The Senators are the only NHL team Spezza has played for and he is one of their longest-serving veterans, with 10 seasons under his belt. Along with being one of the teams’ top scorers in that period, Spezza grew from an offence-only teenager to one of the team’s leaders in that period. But he gives the impression he has not spent the summer lobbying for the gig.
“I don’t know what’s going to happen, but I don’t think it will change much,” Spezza said between practice sessions Friday at the NHL Players’ Association’s All-Canadians Mentorship Camp for teenage players at the Hershey Centre in Mississauga.
“I’ve been a leader in our room for a few years now,” the centre added. “If I become captain, I’ll be excited and it’s a great honour. If I don’t, I’ll continue leading, so we’ll wait and see what happens.”
The Olympic snub from Team Canada GM Steve Yzerman, head coach Mike Babcock and their staff appears to be the more burning issue for Spezza. But he had to contend both with Canada’s depth at centre – a dozen men who play the position most of the time were invited to the Calgary camp – and the fact he missed 43 of last season’s lockout-shortened schedule of 48 games with a back injury.
“I was upset, definitely,” Spezza said. “I knew I missed the year last year, but I was hoping they would look at my whole body of work. It just gives me a little more motivation to prove them wrong.”
A team official called Spezza before the invite list was made public to explain the decision. He was told he remains in consideration for a spot come February, but does not sound like he is counting on it.
“It was a pretty short conversation,” Spezza said. “Who knows? I’m not going to lose sleep over it. They will bring the best players [in February]. It may not be me but you can’t control it.”
The sleepless nights were saved for the effects of Alfredsson’s departure. Spezza spoke to Alfredsson shortly before and after his decision to sign a free-agent contract with the Detroit Red Wings and was as shocked as anyone else. He declined to speculate about what may or may not have transpired between his friend and Senators management.
“I wasn’t involved enough to know the reasons why it wasn’t saveable,” Spezza said. “Other than the call from Alfie, I had no idea what was going on.”
But that pain, too, has a flip side, as Murray recovered from Alfredsson’s departure by pulling off a trade with the Anaheim Ducks for winger Bobby Ryan. He is 14 years younger than Alfredsson, who is 40, and has hit his stride as a big, mobile 30-goal scorer.
Spezza has spoken to Ryan several times and says he is excited about getting a more prominent role with the Senators after playing third fiddle to Ryan Getzlaf and Corey Perry in Anaheim.
“[Ryan] may have felt the odd man out at times,” Spezza said. “That’s not going to be the way with our team. He’ll be the go-to guy.”
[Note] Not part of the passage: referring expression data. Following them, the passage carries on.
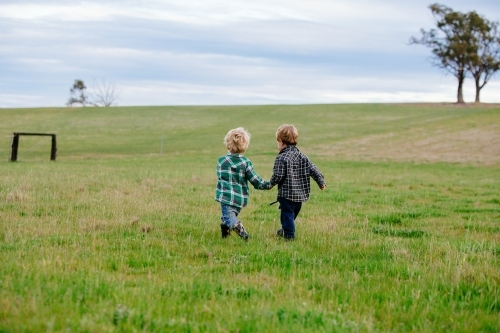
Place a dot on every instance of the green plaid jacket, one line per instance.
(234, 171)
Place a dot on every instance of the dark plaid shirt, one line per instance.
(291, 172)
(234, 171)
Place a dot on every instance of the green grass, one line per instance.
(116, 237)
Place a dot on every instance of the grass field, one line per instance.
(121, 233)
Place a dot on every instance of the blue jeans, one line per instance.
(229, 215)
(289, 211)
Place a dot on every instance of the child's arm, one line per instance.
(279, 172)
(257, 182)
(317, 176)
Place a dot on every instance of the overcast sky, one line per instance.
(215, 52)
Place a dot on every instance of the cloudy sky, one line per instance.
(215, 52)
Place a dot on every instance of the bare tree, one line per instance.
(104, 93)
(78, 94)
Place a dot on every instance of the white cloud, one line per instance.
(225, 51)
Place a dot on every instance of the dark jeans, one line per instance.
(289, 211)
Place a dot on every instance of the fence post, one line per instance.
(14, 146)
(53, 150)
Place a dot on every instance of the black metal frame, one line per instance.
(15, 145)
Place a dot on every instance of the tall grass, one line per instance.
(121, 233)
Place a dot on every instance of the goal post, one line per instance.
(15, 145)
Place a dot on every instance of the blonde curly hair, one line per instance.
(288, 134)
(237, 140)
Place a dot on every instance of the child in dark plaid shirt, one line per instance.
(234, 171)
(291, 172)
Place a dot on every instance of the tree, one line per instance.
(463, 43)
(451, 51)
(103, 93)
(78, 95)
(486, 61)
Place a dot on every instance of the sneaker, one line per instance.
(281, 233)
(225, 230)
(240, 229)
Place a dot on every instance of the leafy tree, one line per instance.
(486, 61)
(78, 94)
(451, 45)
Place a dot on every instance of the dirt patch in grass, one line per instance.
(476, 146)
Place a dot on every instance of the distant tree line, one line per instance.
(464, 44)
(102, 94)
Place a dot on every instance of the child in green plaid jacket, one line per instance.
(234, 171)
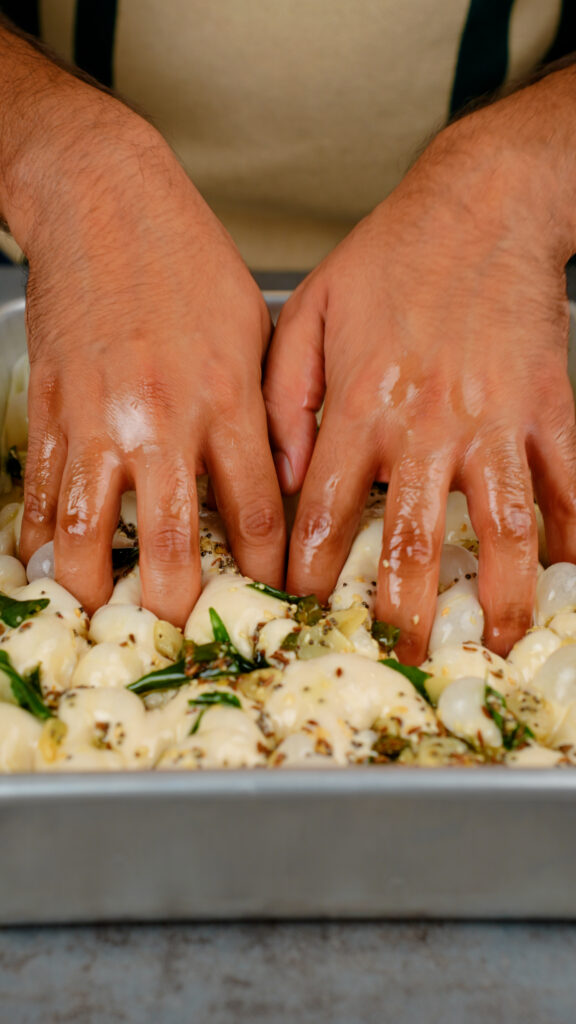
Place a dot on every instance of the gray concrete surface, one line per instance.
(279, 974)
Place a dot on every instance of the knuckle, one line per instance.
(313, 526)
(169, 542)
(516, 525)
(259, 522)
(412, 549)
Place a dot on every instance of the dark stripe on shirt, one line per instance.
(93, 38)
(565, 41)
(24, 13)
(483, 57)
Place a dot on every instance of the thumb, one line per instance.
(293, 387)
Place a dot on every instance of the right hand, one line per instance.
(146, 337)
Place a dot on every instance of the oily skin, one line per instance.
(436, 334)
(147, 335)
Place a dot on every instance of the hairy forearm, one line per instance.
(515, 160)
(56, 124)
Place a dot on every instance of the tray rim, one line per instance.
(486, 781)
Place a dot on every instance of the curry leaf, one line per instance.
(162, 679)
(416, 676)
(14, 612)
(385, 634)
(26, 689)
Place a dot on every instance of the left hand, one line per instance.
(436, 334)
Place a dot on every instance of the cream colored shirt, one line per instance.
(294, 118)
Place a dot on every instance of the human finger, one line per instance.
(293, 389)
(553, 466)
(167, 508)
(334, 493)
(44, 467)
(87, 515)
(248, 497)
(498, 486)
(412, 542)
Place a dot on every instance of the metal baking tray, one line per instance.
(295, 844)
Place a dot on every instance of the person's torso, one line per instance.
(295, 119)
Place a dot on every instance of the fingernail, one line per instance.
(284, 471)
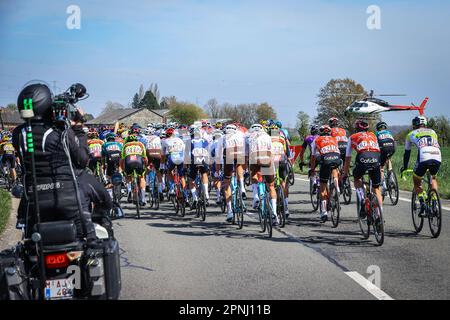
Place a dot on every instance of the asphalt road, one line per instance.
(165, 256)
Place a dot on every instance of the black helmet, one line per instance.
(381, 125)
(36, 97)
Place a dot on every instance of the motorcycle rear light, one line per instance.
(57, 260)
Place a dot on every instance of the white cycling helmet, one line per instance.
(231, 128)
(256, 127)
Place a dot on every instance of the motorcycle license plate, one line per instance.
(59, 289)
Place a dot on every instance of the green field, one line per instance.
(5, 208)
(397, 162)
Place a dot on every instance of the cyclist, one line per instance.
(386, 142)
(199, 160)
(173, 157)
(95, 145)
(281, 154)
(365, 144)
(428, 158)
(111, 152)
(260, 160)
(314, 133)
(154, 150)
(325, 151)
(7, 155)
(341, 136)
(231, 148)
(134, 157)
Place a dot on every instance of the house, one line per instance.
(129, 116)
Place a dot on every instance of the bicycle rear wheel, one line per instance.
(378, 222)
(415, 209)
(392, 185)
(281, 206)
(435, 213)
(363, 223)
(335, 205)
(269, 217)
(347, 192)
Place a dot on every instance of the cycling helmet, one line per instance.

Spezza says he has no lingering effects from his back injury. The lingering-effects department will mostly concern the loss of Alfredsson, the franchise’s most important leader since it joined the NHL 21 years ago.
“He was an icon in the city,” Spezza said. “The off-ice effect will be the greatest [on the team]. You lose that but you bring in some youthful legs that can score some goals, so on the ice I believe we’ve improved.
“We’ll have to talk about the Alfie stuff at the beginning of the year and not have it be a distraction.”